U.S. stocks advanced further in early trading on Tuesday, with the S&P 500 index reaching a new intraday high. Traders are assessing the prospects of a potential agreement between the United States and Iran to end the conflict.
The Dow Jones Industrial Average rose 77.47 points, or 0.15%, to 50,657.17. The Nasdaq Composite gained 297.46 points, or 1.13%, to 26,641.43. The S&P 500 increased by 53.52 points, or 0.72%, to 7,526.99.
During Tuesday's early session, the S&P 500 climbed to a peak of 7,529.04, setting a new intraday record.
U.S. markets were closed on Monday for the Memorial Day holiday.
The primary driver behind Tuesday's improved market sentiment was signals of easing tensions in the Middle East. The memory chip sector was a standout performer, with Micron Technology benefiting not only from the improved macro sentiment but also from recent public praise by former President Trump.
Concurrently, demand for AI infrastructure remains robust. UBS raised its year-end target for the S&P 500 to 7,900 last week, citing the seemingly insatiable demand for data center infrastructure as a core driver.
According to Iran's Tasnim news agency, Tehran is seeking to unfreeze approximately $24 billion in overseas funds as part of the negotiations. Former U.S. Secretary of State Marco Rubio indicated that an agreement could take several days to finalize, while former President Trump stated on social media that the talks were progressing well.
Sources familiar with the matter suggest that the U.S. and Iran could reach a 60-day ceasefire agreement this week, with plans to restore free passage through the Strait of Hormuz to pre-war conditions on the 30th day after the deal is signed.
However, analysts caution that while the outlook for U.S.-Iran talks appears optimistic, minor clashes occurred over the weekend, indicating the situation remains fragile and market sentiment could reverse at any time.
Former U.S. President Trump stated on Monday that negotiations to end the war with Iran were "progressing well." However, he also warned that the U.S. could launch an offensive if the talks break down.
Additionally, the U.S. military reported conducting a "self-defense" strike in southern Iran early Tuesday. U.S. Central Command spokesman Tim Hawkins stated that targets included missile launch sites and Iranian vessels attempting to lay mines. He added that the U.S. exercised "restraint" during the "ongoing ceasefire period" between the two countries.
Brent crude oil prices rose on Tuesday as the U.S. military strike in southern Iran and mixed signals from former President Trump regarding the negotiations kept traders on edge.
As of 7:59 a.m. ET, the international benchmark Brent crude was up 3% at $99.03 per barrel. U.S. West Texas Intermediate crude for July delivery was down 4% from Friday's close at $92.73 per barrel.
The U.S. military stated that its self-defense strike in southern Iran targeted vessels suspected of attempting to lay mines and missile launch positions.
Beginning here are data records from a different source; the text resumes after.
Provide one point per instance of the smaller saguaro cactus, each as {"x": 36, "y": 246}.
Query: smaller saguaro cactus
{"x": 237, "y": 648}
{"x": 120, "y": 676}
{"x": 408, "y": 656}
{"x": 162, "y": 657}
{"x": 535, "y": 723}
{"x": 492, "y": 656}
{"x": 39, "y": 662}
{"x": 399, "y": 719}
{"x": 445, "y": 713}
U.S. Central Command said these actions were intended to protect its forces from threats posed by Iranian forces.
Adam Crisafulli of Vital Knowledge wrote, "The market consensus still expects some form of formal de-escalation agreement between Washington and Tehran in the coming days, meaning the real question is how much of this is already priced in."
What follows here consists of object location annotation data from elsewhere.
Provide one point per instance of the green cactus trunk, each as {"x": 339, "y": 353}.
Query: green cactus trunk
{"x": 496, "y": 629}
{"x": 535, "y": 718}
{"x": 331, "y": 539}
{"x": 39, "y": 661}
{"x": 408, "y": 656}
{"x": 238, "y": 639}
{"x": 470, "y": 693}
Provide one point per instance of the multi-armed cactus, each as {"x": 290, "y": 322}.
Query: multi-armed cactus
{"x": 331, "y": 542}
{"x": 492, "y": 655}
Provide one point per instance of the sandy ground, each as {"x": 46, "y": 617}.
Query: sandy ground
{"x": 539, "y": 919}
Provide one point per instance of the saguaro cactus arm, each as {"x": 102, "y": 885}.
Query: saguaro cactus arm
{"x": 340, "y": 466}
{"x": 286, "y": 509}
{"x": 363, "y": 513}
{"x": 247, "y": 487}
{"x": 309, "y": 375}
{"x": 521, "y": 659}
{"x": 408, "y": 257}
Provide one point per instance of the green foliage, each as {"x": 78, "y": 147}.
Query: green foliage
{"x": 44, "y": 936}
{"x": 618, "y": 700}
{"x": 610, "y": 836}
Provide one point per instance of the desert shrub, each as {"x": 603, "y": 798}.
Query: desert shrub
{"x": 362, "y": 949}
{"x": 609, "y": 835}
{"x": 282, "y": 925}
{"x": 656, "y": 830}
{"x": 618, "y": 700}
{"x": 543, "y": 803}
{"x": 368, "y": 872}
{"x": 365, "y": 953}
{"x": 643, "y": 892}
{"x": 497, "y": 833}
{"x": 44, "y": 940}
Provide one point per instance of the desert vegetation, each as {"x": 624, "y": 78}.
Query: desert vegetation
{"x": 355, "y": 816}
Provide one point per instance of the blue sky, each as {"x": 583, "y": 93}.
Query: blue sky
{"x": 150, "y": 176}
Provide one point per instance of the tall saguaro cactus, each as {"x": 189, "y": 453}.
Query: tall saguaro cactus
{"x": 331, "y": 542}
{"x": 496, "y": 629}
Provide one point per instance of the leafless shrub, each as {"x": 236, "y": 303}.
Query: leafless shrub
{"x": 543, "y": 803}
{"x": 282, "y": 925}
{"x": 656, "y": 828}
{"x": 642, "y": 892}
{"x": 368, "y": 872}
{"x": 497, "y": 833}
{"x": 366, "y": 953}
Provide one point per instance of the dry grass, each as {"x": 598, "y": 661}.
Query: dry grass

The S&P 500 rose 0.9% last week, marking its eighth consecutive weekly gain and its longest weekly winning streak since late 2023. The Dow gained 2.1%, achieving its third weekly increase in four weeks. The Nasdaq Composite rose 0.5% last week, its seventh gain in the past eight weeks.
Adam Parker, founder of Trivariate Research, wrote, "There's no question fundamentals are at least part of the reason for this market rally. Earnings are expected to grow 23% this year and 16% next year, so there is a credible argument that forward P/Es are actually contracting modestly despite rising earnings expectations and strong earnings growth."
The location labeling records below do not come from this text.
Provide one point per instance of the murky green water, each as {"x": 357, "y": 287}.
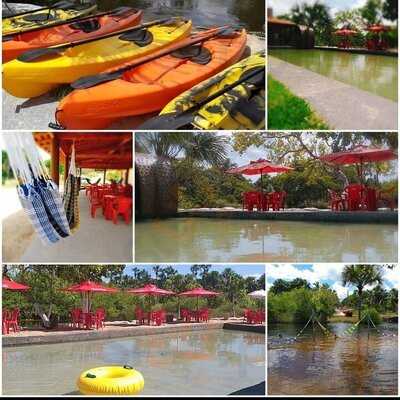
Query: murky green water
{"x": 346, "y": 366}
{"x": 197, "y": 363}
{"x": 375, "y": 74}
{"x": 224, "y": 240}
Falling oil prices also boosted equities last week. U.S. crude fell 8.4% last week, its largest weekly decline since April 17.
However, with oil prices still significantly higher than earlier this year and price pressures remaining elevated, investor expectations for Federal Reserve policy easing have cooled. In fact, according to the CME FedWatch Tool, traders now see an 8.5% probability of a rate hike in July, up from 0.9% a month ago.